As more opportunities came in Mali, the brothers grew more serious about their game. However, it wasn’t always smooth sailing. Hassan and Fousseyni were repeatedly called upon to try out for their country’s under-17 national team, but continued to be cut.
“The coach at that time didn’t really like us. He did it in a way to humiliate us. To call us and show people that we’re not that good,” said Fousseyni. “We took it very personally. We decided not to play for the [Malian] national team.”
Changing paths in 2016, the brothers began school at Our Savior New American School in Long Island, N.Y. They left their parents and six siblings behind only knowing “yes,” “no” and “OK” in English. Their English greatly improved thanks to their host family and their game, learning to understand basketball through film rather than simply moving on to the next opponent.
» READ MORE: La Salle eyes improvement after placing second in the A-10 women’s basketball preseason poll
In 2019, while their fellow classmates were preparing to graduate, the Drames were flying back to Mali to compete. This time, it was in the 2019 FIBA Under-19 Basketball World Cup — where no Malian team had been before.
“People thought Mali was just going there to hang out,” Hassan said. “Many players at the World Cup are professional or semi-pro, or projected to be top-tier players in America. Mali mentality is not about the name on the jersey. It’s the heart. I’m pretty sure, people that know us, know that the heart is over everything.”
Mali went on to defeat Latvia, Canada, New Zealand, Puerto Rico, and France to meet the United States in the championship game, where they lost, 93-79. Mali was the first team from Africa to play in a FIBA under-19 World Cup gold medal game.
Added Hassan: “[Do that] and the world starts asking, ‘Who are those players?’ ”
St. Peter’s was one of many schools that came knocking on the Drame’s door after Mali’s high-level performance. Who knew the twins could turn the small Jersey City, N.J. campus into a notable basketball school and have a similar run to Mali’s on the biggest college basketball stage after the Peacocks’ Cinderella run to the NCAA Elite Eight last year?
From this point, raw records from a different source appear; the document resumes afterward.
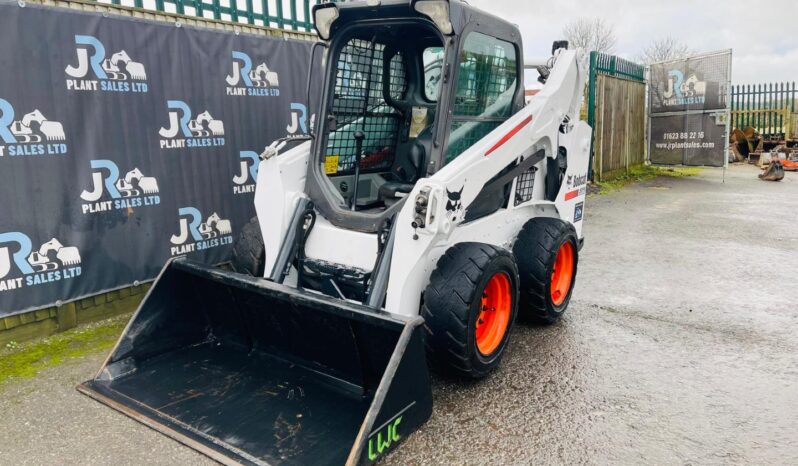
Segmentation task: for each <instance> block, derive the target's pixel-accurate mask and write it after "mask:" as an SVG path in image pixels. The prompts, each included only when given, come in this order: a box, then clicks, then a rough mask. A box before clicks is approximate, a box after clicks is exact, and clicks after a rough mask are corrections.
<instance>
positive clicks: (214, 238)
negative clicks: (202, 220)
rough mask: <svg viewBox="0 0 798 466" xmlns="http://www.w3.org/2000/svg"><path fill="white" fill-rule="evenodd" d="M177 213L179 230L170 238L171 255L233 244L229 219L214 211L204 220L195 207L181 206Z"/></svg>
mask: <svg viewBox="0 0 798 466" xmlns="http://www.w3.org/2000/svg"><path fill="white" fill-rule="evenodd" d="M178 215H180V221H179V227H180V231H179V233H178V234H176V235H172V238H171V242H172V244H173V245H174V246H172V248H171V251H170V252H171V254H172V255H173V256H177V255H182V254H188V253H190V252H194V251H201V250H205V249H210V248H214V247H217V246H223V245H226V244H233V236H232V234H233V228H232V226H231V225H230V220H225V219H222V218H221V217H220V216H219V214H217V213H216V212H214V213H213V214H211V216H210V217H208V219H207V220H205V221H204V222H203V221H202V214H201V213H200V211H199V210H197V209H196V208H195V207H182V208H180V209H179V210H178Z"/></svg>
“Our Cinderella story didn’t start at St. Peter’s. We brought that to St. Peter’s,” said Fousseyni.
The Drame brothers dreamed of going to a school no one ever heard of. The pair walked into the high school-like gym of St. Peter’s, telling the coaches and players they were there to put the university on the map.
They were met with the wide eyes of a program that had not seen a winning season since 2011.
“From that first year, we changed St. Peter’s from being a losing team to being a winning team,” said Hassan.
As time went on, everything began to come to fruition. St. Peter’s went 14-6 in the Metro Atlantic Athletic Conference last season, taking the championship game over Monmouth for their ticket to the NCAA Tournament.
The team upset Kentucky in the opening round, followed by Murray State and Purdue. For the Drame brothers, this was more than just another Cinderella run.
“We just go to win. Losing is not an option for us because we have more — especially when it comes to me and him — we have more to lose in life, if we lose,” said Fousseyni. “That’s our belief because we believe our dream is a family dream. It’s a community dream.”
Now, the twins have taken the same mindset to La Salle to close out their college careers. Rather than exploring a program with bigger pockets, the twins sought out a program where work needs to be done and where they can leave more of a legacy.
The pair’s ambitions and belief in those ambitions are just as tall as they are, if not taller, as they begin to walk the Tom Gola Arena floor toward the start of their senior season. The only difference is one is wearing a pair of gray Crocs and the other is sporting tan.